# Training CTKG Using TransE_L2
Adapted from the notebook of DRKG: https://github.com/gnn4dr/DRKG
This notebook shows how to train CTKG embeddings using TransE_L2

## Install DGL-KE
Before training the model, we need to install dgl and dgl-ke packages as well as other dependencies. 

In [9]:
import GPUtil
GPUtil.getAvailable()

[]

## Prepare train/valid/test set
Before training, we need to split the original ctkg into train/valid/test set with a 9:0.5:0.5 manner.

In [1]:
import pandas as pd
import numpy as np
import sys
sys.path.insert(1, '../utils')
ctkg_file = '../rawdata/ctkg.tsv'

df = pd.read_csv(ctkg_file, sep="\t")
triples = df.values.tolist()

In [2]:
num_triples = len(triples)
num_triples

7322993

In [3]:
# Please make sure the output directory exist.
seed = np.arange(num_triples)
np.random.shuffle(seed)

train_cnt = int(num_triples * 0.9)
valid_cnt = int(num_triples * 0.05)
train_set = seed[:train_cnt]
train_set = train_set.tolist()
valid_set = seed[train_cnt:train_cnt+valid_cnt].tolist()
test_set = seed[train_cnt+valid_cnt:].tolist()

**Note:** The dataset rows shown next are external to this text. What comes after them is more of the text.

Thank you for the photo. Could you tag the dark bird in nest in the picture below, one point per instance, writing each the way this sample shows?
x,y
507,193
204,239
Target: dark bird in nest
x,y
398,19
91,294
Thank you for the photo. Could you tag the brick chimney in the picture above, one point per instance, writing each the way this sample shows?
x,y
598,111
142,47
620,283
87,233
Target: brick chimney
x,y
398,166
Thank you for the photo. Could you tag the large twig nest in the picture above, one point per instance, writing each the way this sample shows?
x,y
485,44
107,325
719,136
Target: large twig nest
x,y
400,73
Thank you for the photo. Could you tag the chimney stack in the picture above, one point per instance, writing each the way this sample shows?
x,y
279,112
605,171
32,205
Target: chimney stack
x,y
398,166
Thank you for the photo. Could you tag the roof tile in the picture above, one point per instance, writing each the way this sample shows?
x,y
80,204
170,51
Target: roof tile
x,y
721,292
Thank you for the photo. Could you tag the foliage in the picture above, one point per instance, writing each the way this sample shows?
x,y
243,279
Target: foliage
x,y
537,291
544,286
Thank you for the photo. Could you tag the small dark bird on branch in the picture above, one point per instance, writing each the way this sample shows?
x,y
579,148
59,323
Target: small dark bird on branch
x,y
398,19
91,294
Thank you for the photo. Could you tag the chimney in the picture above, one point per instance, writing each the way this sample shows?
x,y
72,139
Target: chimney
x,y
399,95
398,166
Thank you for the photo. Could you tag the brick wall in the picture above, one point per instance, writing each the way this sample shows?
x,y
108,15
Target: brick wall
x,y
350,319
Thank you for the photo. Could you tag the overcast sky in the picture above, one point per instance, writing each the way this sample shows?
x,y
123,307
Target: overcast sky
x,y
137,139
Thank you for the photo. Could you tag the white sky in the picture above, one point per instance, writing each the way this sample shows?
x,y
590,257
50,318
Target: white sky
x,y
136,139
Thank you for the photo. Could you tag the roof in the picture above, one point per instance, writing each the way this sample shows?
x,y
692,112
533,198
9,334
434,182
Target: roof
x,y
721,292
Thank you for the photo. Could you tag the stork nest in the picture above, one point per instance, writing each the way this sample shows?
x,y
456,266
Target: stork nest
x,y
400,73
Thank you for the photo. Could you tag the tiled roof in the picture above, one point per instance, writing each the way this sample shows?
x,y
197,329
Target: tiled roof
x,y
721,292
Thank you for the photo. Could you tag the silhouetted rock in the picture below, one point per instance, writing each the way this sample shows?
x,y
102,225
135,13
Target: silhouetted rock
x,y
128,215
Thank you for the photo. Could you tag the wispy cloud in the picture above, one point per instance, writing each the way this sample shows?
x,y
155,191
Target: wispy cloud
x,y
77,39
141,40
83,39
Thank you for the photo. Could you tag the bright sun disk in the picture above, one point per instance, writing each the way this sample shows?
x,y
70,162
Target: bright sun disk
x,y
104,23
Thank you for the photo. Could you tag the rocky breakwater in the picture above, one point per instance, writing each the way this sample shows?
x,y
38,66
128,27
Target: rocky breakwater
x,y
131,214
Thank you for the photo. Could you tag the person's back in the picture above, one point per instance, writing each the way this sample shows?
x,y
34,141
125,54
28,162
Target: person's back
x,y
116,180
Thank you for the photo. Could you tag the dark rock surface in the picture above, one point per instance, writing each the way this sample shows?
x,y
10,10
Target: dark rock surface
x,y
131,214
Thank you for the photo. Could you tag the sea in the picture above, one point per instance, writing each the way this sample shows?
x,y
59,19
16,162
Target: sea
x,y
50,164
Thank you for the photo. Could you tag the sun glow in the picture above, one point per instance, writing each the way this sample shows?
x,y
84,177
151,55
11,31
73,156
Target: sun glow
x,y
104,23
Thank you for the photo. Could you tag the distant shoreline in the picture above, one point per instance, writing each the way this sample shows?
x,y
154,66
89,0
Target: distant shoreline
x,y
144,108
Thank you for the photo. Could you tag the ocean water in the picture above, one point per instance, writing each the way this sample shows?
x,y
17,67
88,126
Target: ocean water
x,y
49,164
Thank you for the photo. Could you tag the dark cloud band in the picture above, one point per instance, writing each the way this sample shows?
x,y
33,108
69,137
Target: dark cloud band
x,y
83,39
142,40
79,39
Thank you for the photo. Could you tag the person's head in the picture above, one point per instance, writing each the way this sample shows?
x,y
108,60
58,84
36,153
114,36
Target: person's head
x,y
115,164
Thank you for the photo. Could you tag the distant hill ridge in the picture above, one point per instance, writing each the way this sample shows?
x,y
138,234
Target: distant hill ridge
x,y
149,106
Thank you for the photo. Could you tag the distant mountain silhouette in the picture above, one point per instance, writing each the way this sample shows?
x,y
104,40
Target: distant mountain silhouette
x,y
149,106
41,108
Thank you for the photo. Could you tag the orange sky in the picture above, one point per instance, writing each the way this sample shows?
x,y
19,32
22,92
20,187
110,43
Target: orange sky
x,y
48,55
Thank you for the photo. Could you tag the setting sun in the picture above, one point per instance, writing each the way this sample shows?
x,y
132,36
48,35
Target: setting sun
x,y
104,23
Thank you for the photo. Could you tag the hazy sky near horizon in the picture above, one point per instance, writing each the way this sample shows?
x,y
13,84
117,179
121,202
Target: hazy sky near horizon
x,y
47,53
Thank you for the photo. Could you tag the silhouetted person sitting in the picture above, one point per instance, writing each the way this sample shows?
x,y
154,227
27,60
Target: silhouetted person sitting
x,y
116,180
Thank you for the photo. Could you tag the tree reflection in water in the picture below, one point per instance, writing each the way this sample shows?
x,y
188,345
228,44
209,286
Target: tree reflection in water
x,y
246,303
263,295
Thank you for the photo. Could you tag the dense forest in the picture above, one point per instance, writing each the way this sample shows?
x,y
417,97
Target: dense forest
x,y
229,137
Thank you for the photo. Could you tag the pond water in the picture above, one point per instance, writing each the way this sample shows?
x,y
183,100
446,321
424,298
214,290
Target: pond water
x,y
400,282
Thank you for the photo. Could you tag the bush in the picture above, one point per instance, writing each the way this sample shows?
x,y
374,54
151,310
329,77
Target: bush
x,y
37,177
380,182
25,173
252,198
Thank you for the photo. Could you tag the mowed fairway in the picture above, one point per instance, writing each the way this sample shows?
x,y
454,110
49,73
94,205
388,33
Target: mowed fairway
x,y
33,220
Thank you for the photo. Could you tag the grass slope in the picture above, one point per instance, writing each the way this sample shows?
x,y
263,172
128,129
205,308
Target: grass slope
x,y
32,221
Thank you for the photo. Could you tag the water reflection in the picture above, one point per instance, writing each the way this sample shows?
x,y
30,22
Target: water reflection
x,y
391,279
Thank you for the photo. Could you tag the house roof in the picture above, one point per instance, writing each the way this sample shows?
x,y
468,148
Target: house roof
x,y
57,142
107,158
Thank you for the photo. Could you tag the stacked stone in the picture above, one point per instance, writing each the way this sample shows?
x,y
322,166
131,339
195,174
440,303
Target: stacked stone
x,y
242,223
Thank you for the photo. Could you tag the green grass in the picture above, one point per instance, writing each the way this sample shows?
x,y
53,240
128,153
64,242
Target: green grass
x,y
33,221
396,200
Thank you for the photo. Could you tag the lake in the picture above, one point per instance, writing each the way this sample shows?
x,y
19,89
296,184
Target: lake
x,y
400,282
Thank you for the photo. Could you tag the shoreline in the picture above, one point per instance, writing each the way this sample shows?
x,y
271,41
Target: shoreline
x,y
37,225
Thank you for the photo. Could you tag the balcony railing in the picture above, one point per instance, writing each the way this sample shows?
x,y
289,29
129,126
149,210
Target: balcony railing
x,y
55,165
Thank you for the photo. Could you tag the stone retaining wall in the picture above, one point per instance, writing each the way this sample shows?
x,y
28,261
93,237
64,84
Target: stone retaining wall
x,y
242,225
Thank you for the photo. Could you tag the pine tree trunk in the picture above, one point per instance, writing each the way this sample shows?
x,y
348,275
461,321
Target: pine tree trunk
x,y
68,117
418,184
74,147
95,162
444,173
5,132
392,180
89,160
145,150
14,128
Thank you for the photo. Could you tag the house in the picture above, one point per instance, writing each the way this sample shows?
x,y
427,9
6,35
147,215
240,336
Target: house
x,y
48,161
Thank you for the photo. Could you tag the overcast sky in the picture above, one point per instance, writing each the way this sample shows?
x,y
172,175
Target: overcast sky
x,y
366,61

with open("../train/ctkg_train.tsv", 'w+') as f:
    for idx in train_set:
        f.writelines("{}\t{}\t{}\n".format(triples[idx][0], triples[idx][1], triples[idx][2]))
        
with open("../train/ctkg_valid.tsv", 'w+') as f:
    for idx in valid_set:
        f.writelines("{}\t{}\t{}\n".format(triples[idx][0], triples[idx][1], triples[idx][2]))

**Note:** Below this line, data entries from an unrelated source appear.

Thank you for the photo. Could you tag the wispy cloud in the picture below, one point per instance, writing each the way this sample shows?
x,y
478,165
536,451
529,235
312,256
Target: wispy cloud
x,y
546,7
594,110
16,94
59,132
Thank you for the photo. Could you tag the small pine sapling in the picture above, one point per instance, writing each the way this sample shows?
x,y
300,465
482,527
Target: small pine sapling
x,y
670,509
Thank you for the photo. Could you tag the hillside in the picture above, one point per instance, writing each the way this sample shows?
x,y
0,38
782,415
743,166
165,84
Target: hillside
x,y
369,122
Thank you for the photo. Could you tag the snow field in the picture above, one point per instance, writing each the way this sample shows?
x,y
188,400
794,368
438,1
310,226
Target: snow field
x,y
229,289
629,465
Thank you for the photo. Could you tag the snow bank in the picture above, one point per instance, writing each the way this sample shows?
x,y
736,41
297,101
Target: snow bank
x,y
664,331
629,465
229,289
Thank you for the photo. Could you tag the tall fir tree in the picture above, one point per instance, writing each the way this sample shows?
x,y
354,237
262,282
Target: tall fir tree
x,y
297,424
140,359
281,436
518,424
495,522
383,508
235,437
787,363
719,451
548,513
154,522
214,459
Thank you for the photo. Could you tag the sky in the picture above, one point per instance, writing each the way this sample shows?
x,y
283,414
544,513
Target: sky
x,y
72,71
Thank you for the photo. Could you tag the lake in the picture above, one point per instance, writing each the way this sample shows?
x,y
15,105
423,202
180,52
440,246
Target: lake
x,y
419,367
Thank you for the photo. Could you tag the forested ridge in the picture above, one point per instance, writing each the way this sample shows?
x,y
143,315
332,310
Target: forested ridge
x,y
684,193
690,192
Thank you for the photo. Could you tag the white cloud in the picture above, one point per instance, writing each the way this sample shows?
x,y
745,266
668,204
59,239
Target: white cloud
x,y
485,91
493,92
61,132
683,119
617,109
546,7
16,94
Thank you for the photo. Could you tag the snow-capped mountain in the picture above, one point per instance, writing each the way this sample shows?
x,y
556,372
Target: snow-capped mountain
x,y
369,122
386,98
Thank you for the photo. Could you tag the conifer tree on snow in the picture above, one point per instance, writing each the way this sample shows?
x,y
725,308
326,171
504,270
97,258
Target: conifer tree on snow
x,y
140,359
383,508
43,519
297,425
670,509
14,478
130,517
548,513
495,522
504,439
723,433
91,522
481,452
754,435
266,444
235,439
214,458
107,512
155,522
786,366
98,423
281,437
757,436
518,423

with open("../train/ctkg_test.tsv", 'w+') as f:
    for idx in test_set:
        f.writelines("{}\t{}\t{}\n".format(triples[idx][0], triples[idx][1], triples[idx][2]))

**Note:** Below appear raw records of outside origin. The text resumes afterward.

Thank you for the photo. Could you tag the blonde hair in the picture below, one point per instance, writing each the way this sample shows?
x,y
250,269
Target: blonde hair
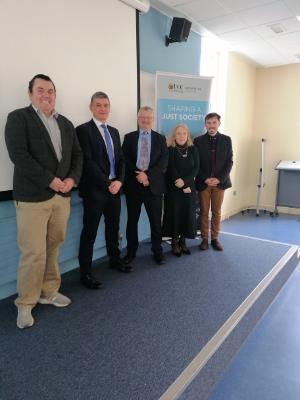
x,y
171,140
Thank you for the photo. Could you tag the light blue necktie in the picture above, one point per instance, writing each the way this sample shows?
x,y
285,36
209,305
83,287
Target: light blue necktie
x,y
110,151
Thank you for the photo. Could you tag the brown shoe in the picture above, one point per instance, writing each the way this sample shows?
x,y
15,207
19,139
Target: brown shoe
x,y
203,245
216,245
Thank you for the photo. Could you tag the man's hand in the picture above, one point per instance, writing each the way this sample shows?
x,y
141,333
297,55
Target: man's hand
x,y
114,187
212,181
57,185
68,185
141,177
179,183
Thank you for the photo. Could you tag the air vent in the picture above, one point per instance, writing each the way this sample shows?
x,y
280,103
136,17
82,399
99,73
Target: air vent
x,y
277,28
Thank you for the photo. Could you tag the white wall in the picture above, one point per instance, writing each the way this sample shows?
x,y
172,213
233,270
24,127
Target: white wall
x,y
277,118
84,46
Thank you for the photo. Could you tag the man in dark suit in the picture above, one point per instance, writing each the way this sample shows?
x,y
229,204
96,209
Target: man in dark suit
x,y
215,154
101,181
47,159
146,157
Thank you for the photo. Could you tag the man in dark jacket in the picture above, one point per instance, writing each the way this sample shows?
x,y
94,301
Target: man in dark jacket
x,y
146,156
101,181
215,154
47,159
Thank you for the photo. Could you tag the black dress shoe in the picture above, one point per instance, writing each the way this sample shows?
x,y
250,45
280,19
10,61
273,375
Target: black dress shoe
x,y
159,258
176,249
216,245
183,246
128,258
120,266
203,245
90,282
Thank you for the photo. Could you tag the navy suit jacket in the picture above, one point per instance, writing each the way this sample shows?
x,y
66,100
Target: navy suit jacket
x,y
223,161
95,176
157,166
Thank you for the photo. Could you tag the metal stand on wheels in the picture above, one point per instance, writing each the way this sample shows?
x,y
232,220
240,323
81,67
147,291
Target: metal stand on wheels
x,y
261,184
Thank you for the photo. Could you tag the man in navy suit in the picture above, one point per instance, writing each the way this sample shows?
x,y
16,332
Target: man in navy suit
x,y
101,181
146,156
47,159
215,154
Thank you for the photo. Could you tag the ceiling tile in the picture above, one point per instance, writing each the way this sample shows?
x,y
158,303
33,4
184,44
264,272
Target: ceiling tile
x,y
289,25
265,14
293,5
202,10
238,5
241,36
224,24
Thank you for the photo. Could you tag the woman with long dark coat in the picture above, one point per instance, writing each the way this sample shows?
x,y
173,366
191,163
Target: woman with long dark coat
x,y
179,220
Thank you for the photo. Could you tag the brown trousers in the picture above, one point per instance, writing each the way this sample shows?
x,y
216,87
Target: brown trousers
x,y
211,197
41,230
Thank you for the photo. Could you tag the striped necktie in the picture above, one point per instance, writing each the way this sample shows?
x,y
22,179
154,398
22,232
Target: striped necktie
x,y
110,151
144,161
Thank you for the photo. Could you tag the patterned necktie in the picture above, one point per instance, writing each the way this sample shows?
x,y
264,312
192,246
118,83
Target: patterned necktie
x,y
144,152
110,151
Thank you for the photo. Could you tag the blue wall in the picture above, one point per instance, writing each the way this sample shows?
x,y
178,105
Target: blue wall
x,y
155,56
9,253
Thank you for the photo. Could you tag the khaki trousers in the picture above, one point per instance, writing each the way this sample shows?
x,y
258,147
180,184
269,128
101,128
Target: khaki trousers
x,y
41,230
211,197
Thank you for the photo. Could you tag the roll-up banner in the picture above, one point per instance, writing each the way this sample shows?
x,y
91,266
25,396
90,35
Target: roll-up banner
x,y
181,99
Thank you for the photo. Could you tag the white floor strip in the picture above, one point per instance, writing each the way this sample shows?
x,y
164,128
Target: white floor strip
x,y
192,370
257,238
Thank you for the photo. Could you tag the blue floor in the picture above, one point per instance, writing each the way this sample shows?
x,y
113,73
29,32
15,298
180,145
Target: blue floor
x,y
132,339
283,228
268,364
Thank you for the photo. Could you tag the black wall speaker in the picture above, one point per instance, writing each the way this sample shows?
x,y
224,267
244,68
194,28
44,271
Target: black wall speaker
x,y
180,30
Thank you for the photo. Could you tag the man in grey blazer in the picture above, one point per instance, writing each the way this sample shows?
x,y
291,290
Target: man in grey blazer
x,y
213,178
47,159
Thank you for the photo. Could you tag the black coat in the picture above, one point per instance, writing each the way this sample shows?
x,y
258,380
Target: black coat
x,y
179,207
157,165
223,160
96,168
35,162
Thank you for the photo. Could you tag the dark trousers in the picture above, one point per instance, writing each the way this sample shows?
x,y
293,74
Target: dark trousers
x,y
153,206
110,206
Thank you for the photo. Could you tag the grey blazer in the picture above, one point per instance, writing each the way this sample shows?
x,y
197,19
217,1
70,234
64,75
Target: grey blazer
x,y
35,161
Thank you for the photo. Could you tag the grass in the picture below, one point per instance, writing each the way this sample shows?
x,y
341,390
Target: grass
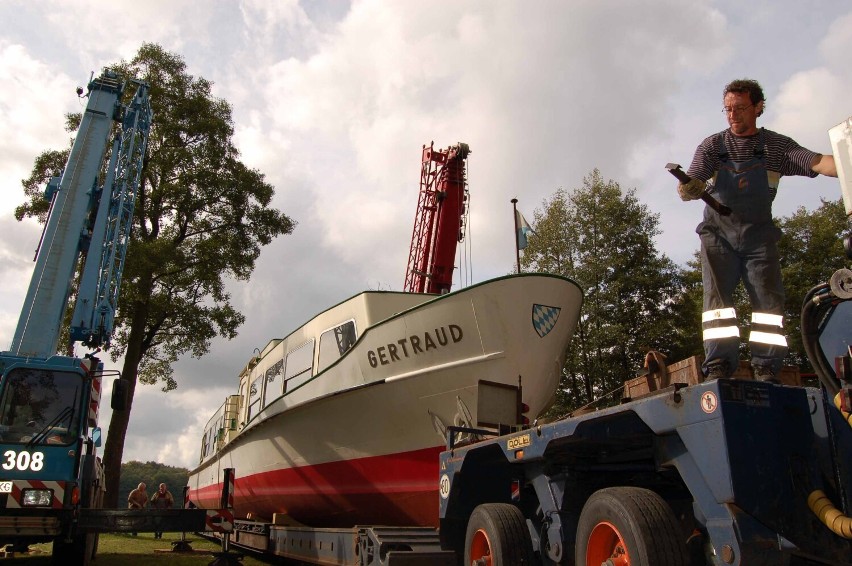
x,y
143,549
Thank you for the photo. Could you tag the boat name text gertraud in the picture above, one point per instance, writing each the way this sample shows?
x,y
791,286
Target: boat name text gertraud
x,y
413,345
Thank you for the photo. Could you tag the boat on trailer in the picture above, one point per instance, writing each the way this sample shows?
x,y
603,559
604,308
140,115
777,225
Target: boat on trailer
x,y
341,422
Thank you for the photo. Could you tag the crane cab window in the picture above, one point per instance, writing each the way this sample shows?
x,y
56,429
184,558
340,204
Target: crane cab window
x,y
41,405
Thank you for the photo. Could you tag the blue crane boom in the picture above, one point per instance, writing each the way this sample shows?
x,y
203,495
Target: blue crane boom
x,y
84,217
97,298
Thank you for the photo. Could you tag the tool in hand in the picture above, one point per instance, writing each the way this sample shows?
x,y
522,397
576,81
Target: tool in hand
x,y
681,176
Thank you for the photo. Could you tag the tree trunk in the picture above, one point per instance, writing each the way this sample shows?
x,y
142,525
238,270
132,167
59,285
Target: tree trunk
x,y
114,447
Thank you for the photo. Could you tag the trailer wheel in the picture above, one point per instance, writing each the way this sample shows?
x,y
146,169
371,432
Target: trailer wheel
x,y
497,535
629,526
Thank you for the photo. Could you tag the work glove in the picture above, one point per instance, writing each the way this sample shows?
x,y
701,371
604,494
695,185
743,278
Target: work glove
x,y
691,190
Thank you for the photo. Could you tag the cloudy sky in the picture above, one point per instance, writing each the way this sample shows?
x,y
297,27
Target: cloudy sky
x,y
333,101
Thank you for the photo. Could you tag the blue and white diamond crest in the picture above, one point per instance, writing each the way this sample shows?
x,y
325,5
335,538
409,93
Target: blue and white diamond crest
x,y
544,318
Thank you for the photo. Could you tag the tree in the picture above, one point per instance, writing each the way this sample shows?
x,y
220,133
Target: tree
x,y
603,238
201,218
812,250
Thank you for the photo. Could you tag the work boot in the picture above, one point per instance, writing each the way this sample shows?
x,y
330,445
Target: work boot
x,y
765,373
717,370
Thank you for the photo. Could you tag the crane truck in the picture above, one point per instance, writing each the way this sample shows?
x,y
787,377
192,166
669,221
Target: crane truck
x,y
49,403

## Training TransE_l2 model
We can training the TransE_l2 model by simplying using DGL-KE command line. For more information about using DGL-KE please refer to https://github.com/awslabs/dgl-ke.

In [4]:
import dgl
import dglke

In [5]:
!DGLBACKEND=pytorch  ~/.local/bin/dglke_train --dataset CTKG --data_path ../train --data_files \
    ctkg_train.tsv ctkg_valid.tsv ctkg_test.tsv --format 'raw_udd_hrt' --model_name TransE_l2 --batch_size 2048 \
--neg_sample_size 256 --hidden_dim 200 --gamma 12.0 --lr 0.1 --max_step 200 --log_interval 1000 \
--batch_size_eval 16 -adv --regularization_coef 1.00E-07 --test --num_thread 1 --num_proc 16 \
--neg_sample_size_eval 1000

Reading train triples....
Finished. Read 6590693 train triples.
Reading valid triples....
Finished. Read 366149 valid triples.
Reading test triples....
Finished. Read 366151 test triples.
|Train|: 6590693
random partition 6590693 edges into 16 parts
part 0 has 411919 edges
part 1 has 411919 edges
part 2 has 411919 edges
part 3 has 411919 edges
part 4 has 411919 edges
part 5 has 411919 edges
part 6 has 411919 edges
part 7 has 411919 edges
part 8 has 411919 edges
part 9 has 411919 edges
part 10 has 411919 edges
part 11 has 411919 edges
part 12 has 411919 edges
part 13 has 411919 edges
part 14 has 411919 edges
part 15 has 411908 edges
|valid|: 366149
|test|: 366151


## Get Entity and Relation Embeddings
The resulting model, i.e., the entity and relation embeddings can be found under ./ckpts. (Please refer to the first line of the training log for the specific location.)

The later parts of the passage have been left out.